Private credit has become a popular investment category. Essentially, this is a pool of investor funds loaned to a broad portfolio of corporations. These loans will usually be relatively short term (a few years) and carry some degree of collateral. The manager of the private credit pool will collect interest from their borrowers and pass it through to their investors, after extracting their (sometime significant) fee. Private credit is encroaching on banking territory, and thus will cause some competitive tensions. Investors in private credit pools are seeking high rates of return, the attainment of which requires the manager to charge high interest rates to the borrower. Herein lies the risk – to get an (after fee) 10% return the manager may have to lend to riskier corporate customers, some of whom may default.

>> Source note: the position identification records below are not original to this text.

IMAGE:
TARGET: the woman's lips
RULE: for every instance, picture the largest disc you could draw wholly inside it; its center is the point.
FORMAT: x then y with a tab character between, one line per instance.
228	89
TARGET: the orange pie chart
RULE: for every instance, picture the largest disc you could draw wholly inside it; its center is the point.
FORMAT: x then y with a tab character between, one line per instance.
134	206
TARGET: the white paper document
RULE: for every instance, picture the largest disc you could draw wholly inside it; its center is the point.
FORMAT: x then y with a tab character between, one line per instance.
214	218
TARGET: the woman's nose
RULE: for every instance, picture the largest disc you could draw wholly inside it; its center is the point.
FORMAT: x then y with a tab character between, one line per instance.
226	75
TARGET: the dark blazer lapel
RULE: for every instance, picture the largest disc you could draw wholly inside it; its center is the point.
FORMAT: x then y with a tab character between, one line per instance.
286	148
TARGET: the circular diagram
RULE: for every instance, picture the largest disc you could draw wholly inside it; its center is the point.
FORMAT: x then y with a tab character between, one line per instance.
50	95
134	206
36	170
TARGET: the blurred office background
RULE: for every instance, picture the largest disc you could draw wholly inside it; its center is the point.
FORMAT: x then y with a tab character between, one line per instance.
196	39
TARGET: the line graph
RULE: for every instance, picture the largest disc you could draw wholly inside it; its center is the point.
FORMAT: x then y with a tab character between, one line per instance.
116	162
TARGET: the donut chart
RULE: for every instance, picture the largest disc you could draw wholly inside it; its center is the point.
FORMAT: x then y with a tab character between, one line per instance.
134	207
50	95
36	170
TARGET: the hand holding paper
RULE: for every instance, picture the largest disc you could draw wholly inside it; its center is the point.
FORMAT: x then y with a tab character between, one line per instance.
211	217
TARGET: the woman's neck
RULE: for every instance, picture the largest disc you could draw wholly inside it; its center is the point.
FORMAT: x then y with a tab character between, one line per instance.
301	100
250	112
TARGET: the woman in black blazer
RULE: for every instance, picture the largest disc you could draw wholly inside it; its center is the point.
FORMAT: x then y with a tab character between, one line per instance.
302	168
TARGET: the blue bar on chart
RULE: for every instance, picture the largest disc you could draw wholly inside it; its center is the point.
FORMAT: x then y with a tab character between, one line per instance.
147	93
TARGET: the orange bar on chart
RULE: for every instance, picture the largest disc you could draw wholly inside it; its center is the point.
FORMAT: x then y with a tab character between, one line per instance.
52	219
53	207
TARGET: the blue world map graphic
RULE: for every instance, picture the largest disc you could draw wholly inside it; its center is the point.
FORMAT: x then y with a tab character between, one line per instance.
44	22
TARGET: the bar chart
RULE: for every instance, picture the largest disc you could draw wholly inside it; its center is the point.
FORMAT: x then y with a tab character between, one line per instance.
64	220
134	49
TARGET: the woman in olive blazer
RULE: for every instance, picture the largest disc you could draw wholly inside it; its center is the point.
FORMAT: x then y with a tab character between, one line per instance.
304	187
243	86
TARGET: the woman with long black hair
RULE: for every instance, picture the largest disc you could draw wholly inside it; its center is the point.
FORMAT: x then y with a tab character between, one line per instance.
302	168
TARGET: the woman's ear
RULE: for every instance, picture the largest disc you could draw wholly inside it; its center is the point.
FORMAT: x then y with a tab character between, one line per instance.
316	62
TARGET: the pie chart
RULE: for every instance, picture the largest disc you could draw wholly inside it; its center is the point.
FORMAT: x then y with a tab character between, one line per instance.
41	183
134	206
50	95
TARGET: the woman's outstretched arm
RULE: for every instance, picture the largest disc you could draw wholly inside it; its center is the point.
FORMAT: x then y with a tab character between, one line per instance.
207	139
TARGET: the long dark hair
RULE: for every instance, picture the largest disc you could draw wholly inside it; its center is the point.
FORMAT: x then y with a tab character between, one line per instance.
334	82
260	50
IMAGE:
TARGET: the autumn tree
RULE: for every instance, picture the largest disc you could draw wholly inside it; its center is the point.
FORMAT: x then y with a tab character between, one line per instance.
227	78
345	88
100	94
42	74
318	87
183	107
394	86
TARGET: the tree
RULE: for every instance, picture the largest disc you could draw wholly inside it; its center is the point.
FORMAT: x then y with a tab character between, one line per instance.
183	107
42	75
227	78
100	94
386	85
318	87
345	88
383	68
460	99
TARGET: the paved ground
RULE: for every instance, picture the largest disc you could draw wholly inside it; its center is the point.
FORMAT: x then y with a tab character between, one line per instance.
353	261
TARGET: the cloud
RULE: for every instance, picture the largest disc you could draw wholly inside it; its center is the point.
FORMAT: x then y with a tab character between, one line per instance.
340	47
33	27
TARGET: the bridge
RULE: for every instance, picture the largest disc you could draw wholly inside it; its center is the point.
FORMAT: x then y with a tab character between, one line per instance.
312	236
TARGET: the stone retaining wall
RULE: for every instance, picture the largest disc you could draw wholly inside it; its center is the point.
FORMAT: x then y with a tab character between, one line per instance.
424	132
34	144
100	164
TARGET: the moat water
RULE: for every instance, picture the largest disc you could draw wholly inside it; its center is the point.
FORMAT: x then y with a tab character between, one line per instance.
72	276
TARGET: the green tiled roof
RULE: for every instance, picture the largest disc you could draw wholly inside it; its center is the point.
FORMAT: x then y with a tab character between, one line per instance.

Inevitably, in the years ahead, some private credit pool will fail or suffer significant losses, following which investors will flock to the regulator complaining about not having been informed of the risk. Readers of this report have been informed.
The recent rally in share and bond prices has diminished the projected forward return prospect, at least for a short while. It feels like six months of return got compressed into a rapid-fire six weeks. Markets therefore are in pause mode, waiting for a direction setting catalyst, of which there are likely to be plenty of the positive and negative type.
We are watching interest rate and inflation trends, how central banks react, and the degree of ease by which borrowers manage to refinance maturing loans. We are also watching and worrying about geopolitical events, and the electoral mood and swings in the many countries heading to the polls this year.
Our stock market modeling suggests Australian shares to be approximately fair value on a risk-adjusted basis. Corporate profits and dividends should rise this year, so share prices should be positive in most markets, though not without bumpiness. Interest rates probably won’t rise, but from time-to-time the bond market vigilante perspective will prevail and cause sharp gyrations in long-term rates.